The US Food and Drug Administration (FDA) is warning that serious breathing difficulties may occur in patients using gabapentin (Neurontin, Gralise, Horizant) or pregabalin (Lyrica, Lyrica CR) who have respiratory risk factors. These include the use of opioid pain medicines and other drugs that depress the central nervous system (CNS), and conditions such as chronic obstructive pulmonary disease (COPD) that reduce lung function. The elderly are also at higher risk.
FDA evaluation shows that the use of these medicines, often referred to as gabapentinoids, has been growing for prescribed medical use, as well as misuse and abuse. Gabapentinoids are often being combined with CNS depressants, which increases the risk of respiratory depression. CNS depressants include opioids, anti-anxiety medicines, antidepressants, and antihistamines. There is less evidence supporting the risk of serious breathing difficulties in healthy individuals taking gabapentinoids alone.

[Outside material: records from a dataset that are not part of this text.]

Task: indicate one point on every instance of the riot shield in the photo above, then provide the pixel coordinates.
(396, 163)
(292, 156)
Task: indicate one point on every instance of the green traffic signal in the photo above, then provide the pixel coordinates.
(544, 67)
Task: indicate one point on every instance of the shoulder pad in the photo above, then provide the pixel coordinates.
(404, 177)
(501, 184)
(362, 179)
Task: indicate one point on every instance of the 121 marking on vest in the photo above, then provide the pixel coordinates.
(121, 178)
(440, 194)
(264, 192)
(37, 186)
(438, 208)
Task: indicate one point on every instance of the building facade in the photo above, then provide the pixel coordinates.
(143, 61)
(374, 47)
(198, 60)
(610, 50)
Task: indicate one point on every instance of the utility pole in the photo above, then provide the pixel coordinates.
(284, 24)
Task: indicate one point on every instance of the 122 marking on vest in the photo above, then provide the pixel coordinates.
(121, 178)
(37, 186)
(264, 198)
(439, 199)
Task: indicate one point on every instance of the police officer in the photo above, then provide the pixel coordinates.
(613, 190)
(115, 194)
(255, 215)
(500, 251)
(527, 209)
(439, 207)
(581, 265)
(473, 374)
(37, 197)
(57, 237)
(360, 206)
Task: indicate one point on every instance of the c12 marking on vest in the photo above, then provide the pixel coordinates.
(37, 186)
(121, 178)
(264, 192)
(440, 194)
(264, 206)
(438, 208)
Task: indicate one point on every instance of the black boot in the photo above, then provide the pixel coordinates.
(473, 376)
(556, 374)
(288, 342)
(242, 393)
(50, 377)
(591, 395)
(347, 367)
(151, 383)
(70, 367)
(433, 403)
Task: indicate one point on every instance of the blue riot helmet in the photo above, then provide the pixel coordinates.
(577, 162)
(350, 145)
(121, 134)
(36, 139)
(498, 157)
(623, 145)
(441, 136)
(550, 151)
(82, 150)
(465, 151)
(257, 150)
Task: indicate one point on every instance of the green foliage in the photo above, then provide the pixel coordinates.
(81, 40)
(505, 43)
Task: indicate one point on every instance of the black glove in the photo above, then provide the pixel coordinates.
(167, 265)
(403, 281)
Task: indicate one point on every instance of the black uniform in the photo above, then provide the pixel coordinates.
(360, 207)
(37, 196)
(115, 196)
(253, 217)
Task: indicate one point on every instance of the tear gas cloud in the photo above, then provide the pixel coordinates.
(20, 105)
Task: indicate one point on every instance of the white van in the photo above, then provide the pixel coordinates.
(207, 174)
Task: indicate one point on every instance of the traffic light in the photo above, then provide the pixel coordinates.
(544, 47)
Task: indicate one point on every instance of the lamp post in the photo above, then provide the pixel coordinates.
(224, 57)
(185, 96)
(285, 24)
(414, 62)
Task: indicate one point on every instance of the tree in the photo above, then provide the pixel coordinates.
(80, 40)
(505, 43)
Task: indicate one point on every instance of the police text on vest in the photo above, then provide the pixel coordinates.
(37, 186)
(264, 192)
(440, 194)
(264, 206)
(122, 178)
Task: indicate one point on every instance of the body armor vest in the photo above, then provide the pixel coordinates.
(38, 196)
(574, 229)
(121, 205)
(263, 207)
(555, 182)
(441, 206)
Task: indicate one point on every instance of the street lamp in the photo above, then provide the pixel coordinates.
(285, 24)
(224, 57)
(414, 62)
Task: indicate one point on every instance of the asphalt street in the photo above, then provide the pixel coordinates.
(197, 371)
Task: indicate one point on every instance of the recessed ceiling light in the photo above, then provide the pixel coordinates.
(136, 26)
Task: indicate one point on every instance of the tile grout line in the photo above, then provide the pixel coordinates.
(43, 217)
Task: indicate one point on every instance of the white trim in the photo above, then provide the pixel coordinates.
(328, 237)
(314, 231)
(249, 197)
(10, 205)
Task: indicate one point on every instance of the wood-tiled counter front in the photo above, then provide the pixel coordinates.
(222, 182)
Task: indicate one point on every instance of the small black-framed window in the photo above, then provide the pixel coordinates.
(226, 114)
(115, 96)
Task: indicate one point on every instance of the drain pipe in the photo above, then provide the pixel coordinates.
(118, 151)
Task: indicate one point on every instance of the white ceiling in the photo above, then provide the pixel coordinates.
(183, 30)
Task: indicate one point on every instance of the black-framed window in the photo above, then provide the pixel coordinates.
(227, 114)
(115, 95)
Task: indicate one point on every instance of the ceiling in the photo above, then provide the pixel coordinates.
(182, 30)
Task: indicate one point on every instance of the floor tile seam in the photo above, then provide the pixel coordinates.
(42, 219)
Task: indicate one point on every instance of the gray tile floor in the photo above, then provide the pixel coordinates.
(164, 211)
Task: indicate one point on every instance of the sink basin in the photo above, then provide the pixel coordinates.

FDA is requiring new warnings about the risk of respiratory depression to be added to the prescribing information of the gabapentinoids. FDA has also required the drug manufacturers to conduct clinical trials to further evaluate their abuse potential, particularly in combination with opioids, because misuse and abuse of these products together is increasing, and co-use may increase the risk of respiratory depression. Special attention will be paid to the respiratory depressant effects during this abuse potential evaluation.

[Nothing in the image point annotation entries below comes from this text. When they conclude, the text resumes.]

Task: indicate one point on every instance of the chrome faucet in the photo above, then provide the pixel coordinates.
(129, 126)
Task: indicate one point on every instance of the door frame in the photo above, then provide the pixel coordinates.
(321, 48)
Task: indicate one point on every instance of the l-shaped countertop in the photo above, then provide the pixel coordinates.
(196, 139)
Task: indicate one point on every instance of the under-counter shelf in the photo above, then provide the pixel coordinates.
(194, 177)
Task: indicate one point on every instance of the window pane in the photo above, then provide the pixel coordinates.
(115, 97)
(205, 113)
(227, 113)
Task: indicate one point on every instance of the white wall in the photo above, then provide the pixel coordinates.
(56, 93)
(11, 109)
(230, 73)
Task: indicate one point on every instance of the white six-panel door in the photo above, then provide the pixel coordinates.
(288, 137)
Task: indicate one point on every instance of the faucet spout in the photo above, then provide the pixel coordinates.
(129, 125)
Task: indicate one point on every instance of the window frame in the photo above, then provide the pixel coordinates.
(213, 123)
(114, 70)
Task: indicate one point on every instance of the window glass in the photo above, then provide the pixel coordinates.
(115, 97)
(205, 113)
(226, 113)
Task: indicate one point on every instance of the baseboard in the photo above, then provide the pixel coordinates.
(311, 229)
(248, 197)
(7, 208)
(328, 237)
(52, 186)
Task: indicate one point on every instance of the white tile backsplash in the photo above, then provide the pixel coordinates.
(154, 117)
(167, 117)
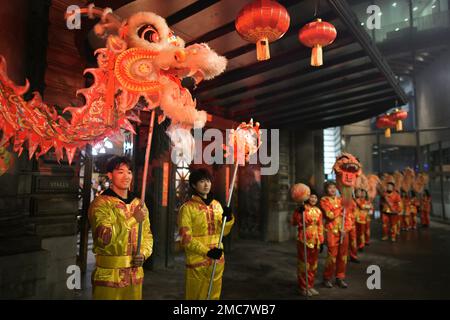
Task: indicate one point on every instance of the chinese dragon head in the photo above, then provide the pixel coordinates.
(347, 169)
(143, 58)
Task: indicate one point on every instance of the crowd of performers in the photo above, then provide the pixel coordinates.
(324, 225)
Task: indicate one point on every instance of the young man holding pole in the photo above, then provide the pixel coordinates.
(114, 217)
(200, 223)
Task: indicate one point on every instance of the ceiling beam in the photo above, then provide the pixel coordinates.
(189, 10)
(293, 31)
(296, 73)
(345, 90)
(341, 119)
(348, 17)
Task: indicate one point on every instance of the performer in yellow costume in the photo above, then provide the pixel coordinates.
(200, 223)
(114, 217)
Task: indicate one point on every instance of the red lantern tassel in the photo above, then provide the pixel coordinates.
(262, 49)
(316, 56)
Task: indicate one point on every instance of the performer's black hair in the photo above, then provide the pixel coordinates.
(116, 161)
(197, 175)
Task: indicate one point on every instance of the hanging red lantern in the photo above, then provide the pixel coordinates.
(385, 122)
(261, 22)
(398, 116)
(317, 34)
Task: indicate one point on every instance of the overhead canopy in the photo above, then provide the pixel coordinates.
(355, 82)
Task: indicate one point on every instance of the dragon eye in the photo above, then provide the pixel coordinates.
(148, 33)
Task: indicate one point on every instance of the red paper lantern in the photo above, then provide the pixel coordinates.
(398, 115)
(385, 122)
(300, 192)
(317, 34)
(262, 21)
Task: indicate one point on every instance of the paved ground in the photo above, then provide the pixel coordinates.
(416, 267)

Patients and caregivers should seek medical attention immediately if they or someone they are caring for experience symptoms of respiratory problems, because these can be life-threatening. Symptoms to watch for include: confusion or disorientation, unusual dizziness or lightheadedness, extreme sleepiness or lethargy, slowed, shallow, or difficult breathing, unresponsiveness, bluish-colored or tinted skin, especially on the lips, fingers, and toes. Always inform their health care professional about all the drugs they are taking, including prescription and over-the-counter (OTC) medicines and other substances such as alcohol.
Health care professionals should start gabapentinoids at the lowest dose and monitor patients for symptoms of respiratory depression and sedation when co-prescribing gabapentinoids with an opioid or other CNS depressant such as a benzodiazepine. Patients with underlying respiratory disease and elderly patients are also at increased risk and should be managed similarly.
FDA recognizes that incorporating one or more medications with non-drug therapies is the prevailing approach for optimizing analgesia. However, pairing an opioid with any CNS depressant will increase the risk of respiratory depression. Shifting treatment from one CNS depressant to another may pose similar risks. Be aware of the potential additive effects of all these CNS depressants and plan accordingly, by starting with low doses, titrating carefully, and informing patients of the potential for CNS and respiratory depression and their symptoms. The gabapentinoid prescribing information already includes guidance for health care professionals to caution patients about dizziness, somnolence, and the potential for impaired ability to operate a car or complex machinery.
FDA reviewed several sources of data, including case reports submitted to FDA or published in the medical literature, observational studies, clinical trials, and animal studies. Reports submitted to FDA and data from the medical literature show that serious breathing difficulties can occur when gabapentinoids are taken by patients with pre-existing respiratory risk factors. Among 49 case reports submitted to FDA over the 5-year period from 2012 to 2017, 12 people died from respiratory depression with gabapentinoids, all of whom had at least one risk factor. This number includes only reports submitted to FDA, so there may be additional cases about which we are unaware. FDA also reviewed the results of two randomized, double-blind, placebo-controlled clinical trials in healthy people, three observational studies, and several studies in animals. One trial showed that using pregabalin alone and using it with an opioid pain reliever can depress breathing function. The other trial showed gabapentin alone increased pauses in breathing during sleep. The three observational studies at one academic medical center showed a relationship between gabapentinoids given before surgery and respiratory depression occurring after different kinds of surgeries. FDA also reviewed several animal studies that showed pregabalin alone and pregabalin plus opioids can depress respiratory function.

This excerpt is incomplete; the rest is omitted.